This article is part number 9 of the Readability series.


Yes: a dictionary is a data type. No: a dictionary is not a way to implement abstract data types; doing so is lazy programming and is asking for trouble later on.

What do I mean by this? In Python and other similar dynamic languages, dictionaries are a mapping of keys to values that have no typing restrictions: the dictionary is heterogeneous, and a single dictionary can contain elements of different types both as its keys and its values. To make things worse, the syntax of the language makes it incredibly easy to create and populate dictionaries (unlike, say, in C++). Combine these two facts together and the temptation to abuse a dictionary to implement a structured data type is high.
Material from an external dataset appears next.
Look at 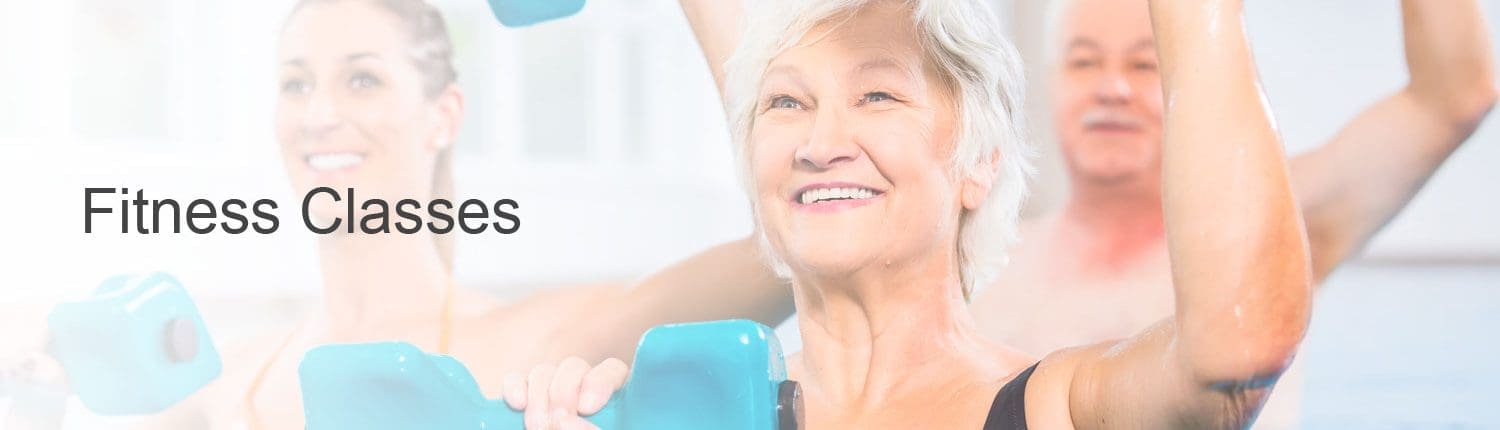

Let’s look at a fictitious function to check if a given process is within its current resource limits:

def process_within_limits(pid, limits, usages):
    """Checks if a process is within its limits.

    Args:
        pid: int.  The process identifier.
        limits: dict(int, dict(str, int)).  Mapping of process
            identifiers to the limits for the corresponding
            process.  The limits of a process are a mapping of
            resource names to the numerical limit.  The valid
            names currently are 'cpu' and 'ram'.
        usages: dict(int, dict(str, int)).  Same as limits but
            for the current instantaneous measurements of the
            process resource consumption.

    Returns:
        bool.  True if the process is within its limits.
    """
    if pid not in limits:
        raise ValueError('Missing process limit')
    limit = limits[pid]

    if pid not in usages:
        raise ValueError('Missing process usage')
    usage = usages[pid]

    assert 'cpu' in usage and 'cpu' in limit
    cpu_in_quota = usage['cpu'] <= limit['cpu']
    assert 'ram' in usage and 'ram' in limit
    ram_in_quota = usage['ram'] <= limit['ram']
    return cpu_in_quota and ram_in_quota

This code is nesting two dictionaries in the limits and usages arguments, and is using each level in a different semantical manner. In the first level we have a mapping of process identifiers to either the process’ limits or current usage counts; in other words, a perfectly valid use case for a dictionary. In the second level, however, we have a collection of resource names mapped to values; needless to say, this is bad practice (with very few exceptions).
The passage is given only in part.